Alle haben sie „nur ihre Pflicht getan“, diese willigen Helfer in den Konzentrationslagern der Nazis. Von einem Gewissen ist dabei nie die Rede. Am besten verdrängen und alles vergessen, Strich drunter und nach vorne blicken. Bis in die 60er Jahre hinein galt dieses Muster im Umgang mit der Vergangenheit. Erstaunlich genau hat die polnische Journalistin Zofia Posmysz dieses Verhalten bereits 1962 in ihrer Novelle Die Passagierin beschrieben, welche als Vorlage für Mieczysław Weinbergs gleichnamige Oper diente. Darin wird die SS-Aufseherin Anna Lisa Franz (eine wirkliche Figur dieser barbarischen Zeit) mit ihrer Schuld konfrontiert, und Weinbergs Oper erzählt diese Geschichte so, dass sie einen fortan nicht mehr loslässt.
Diese Lisa befindet sich 1960 mit ihrem Mann Walter auf einem Passagierdampfer nach Südamerika, wo er eine Diplomatenstelle antreten soll. Es herrscht Aufbruchstimmung: „Adieu Europa, Deutschland adieu!“, Walter jubelt es schier heraus. Er möchte den vom Krieg traumatisierten Kontinent, die „dunklen Zeiten“ hinter sich lassen, nur seine Frau bleibt wortkarg. Ihr ist an Deck eine Mitreisende aufgefallen, durch die sie jäh in die Vergangenheit zurückgeworfen wird. Scheibchenweise erfährt nun ihr Mann von Lisas Vergangenheit, dass sie Aufseherin in Auschwitz war, und dass die ominöse Passagierin sie an die polnische Gefangene Marta erinnert. Das dramaturgisch geschickt gebaute Libretto dreht nun Lisas Verdrängungsprozess in einzelnen Rückblenden zurück; schrittweise wird die Realität des Lageralltags nacherzählt. Lisas halbherzige Bekenntnisse in den Gesprächen mit Walter werden so immer mehr als Schutzbehauptungen entlarvt.
Mittels der Drehbühne verbinden sich in dieser Inszenierung die Zeitebenen nahtlos.
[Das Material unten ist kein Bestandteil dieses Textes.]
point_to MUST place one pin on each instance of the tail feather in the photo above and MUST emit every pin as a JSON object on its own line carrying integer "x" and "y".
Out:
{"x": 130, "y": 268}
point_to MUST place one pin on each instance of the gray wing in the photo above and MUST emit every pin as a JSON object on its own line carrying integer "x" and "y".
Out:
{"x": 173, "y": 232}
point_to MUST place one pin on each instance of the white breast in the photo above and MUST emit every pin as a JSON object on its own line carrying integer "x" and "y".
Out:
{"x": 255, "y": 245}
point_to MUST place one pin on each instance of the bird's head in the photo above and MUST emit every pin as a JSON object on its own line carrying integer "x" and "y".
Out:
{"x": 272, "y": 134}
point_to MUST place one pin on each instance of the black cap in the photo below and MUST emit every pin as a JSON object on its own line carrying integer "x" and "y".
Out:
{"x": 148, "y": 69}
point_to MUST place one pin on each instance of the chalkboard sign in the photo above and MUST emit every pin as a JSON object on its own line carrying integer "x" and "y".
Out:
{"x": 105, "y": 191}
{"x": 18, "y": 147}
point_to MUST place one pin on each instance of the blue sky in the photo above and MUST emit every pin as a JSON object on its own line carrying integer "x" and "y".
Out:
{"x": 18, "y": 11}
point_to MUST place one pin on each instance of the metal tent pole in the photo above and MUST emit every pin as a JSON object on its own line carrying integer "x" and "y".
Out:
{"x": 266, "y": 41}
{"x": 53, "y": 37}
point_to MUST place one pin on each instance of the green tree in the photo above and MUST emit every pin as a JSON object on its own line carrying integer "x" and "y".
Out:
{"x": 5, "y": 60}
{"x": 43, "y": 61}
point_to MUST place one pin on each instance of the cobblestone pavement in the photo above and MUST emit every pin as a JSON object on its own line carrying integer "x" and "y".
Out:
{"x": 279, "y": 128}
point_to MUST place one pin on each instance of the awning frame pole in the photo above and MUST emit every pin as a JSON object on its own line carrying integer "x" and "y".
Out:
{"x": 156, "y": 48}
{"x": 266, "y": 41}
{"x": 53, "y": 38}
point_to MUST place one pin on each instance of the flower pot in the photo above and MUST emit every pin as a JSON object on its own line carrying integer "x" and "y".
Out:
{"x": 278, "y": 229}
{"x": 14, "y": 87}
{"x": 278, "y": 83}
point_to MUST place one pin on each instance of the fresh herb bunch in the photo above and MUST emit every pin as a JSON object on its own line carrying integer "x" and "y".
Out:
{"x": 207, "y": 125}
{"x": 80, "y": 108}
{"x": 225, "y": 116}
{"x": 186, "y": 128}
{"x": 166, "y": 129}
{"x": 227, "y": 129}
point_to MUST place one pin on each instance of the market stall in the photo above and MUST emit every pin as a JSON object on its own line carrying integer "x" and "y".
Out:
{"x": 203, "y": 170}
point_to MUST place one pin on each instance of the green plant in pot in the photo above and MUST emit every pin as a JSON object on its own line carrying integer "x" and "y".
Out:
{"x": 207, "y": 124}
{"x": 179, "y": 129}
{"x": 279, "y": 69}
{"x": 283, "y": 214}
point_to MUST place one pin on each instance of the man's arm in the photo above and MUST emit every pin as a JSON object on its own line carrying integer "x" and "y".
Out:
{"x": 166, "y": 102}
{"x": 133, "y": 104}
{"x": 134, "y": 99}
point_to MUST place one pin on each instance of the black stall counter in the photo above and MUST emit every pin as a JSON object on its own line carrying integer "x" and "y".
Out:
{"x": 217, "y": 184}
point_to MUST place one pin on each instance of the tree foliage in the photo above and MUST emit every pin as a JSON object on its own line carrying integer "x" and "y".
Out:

Es ist ein Schiffskorpus zu sehen, außen die Reling des Passagierdampfers und innen die Welt des Konzentrationslagers. Wie aus Lisas Gedankenwelt hervorquellend wird das Geschehen erzählt, bis sie am Schluss von der Passagierin direkt zur Konfrontation mit der schrecklichen Wahrheit gezwungen wird. Als bei der Schiffsparty plötzlich ein banaler Walzer erklingt - der Walzer, den der Kommandant in Auschwitz die Häftlingskapelle immer hatte spielen lassen - tritt die geheimnisvolle Person vor, reißt sich die Perücke vom Kopf, und unter dem eleganten Mantel kommt die gestreifte Häftlingsmontur zum Vorschein. Gleichsam im weichen Schnitt verwandelt sich das ganze Personal auf der Bühne in die Darsteller der Lagerwelt. Nochmals ereignet sich die schreckliche Szene, als Martas Verlobter Tadeusz dem Lagerkommandanten eben diesen Walzer vorspielen sollte.
Als klingenden Triumph über die Barbarei intoniert er aber Bachs d-Moll-Chaconne. Weinberg lässt sie zuerst von der Solovioline anstimmen, dann übernehmen unisono die Geigen und Bratschen und in dem Moment, als die SS-Leute Tadeusz die Geige wütend aus der Hand schlagen, explodiert die Musik in chaotischer Kakophonie. Tadeusz wird sofort an der berüchtigten „Schwarzen Wand“ von der SS erschossen.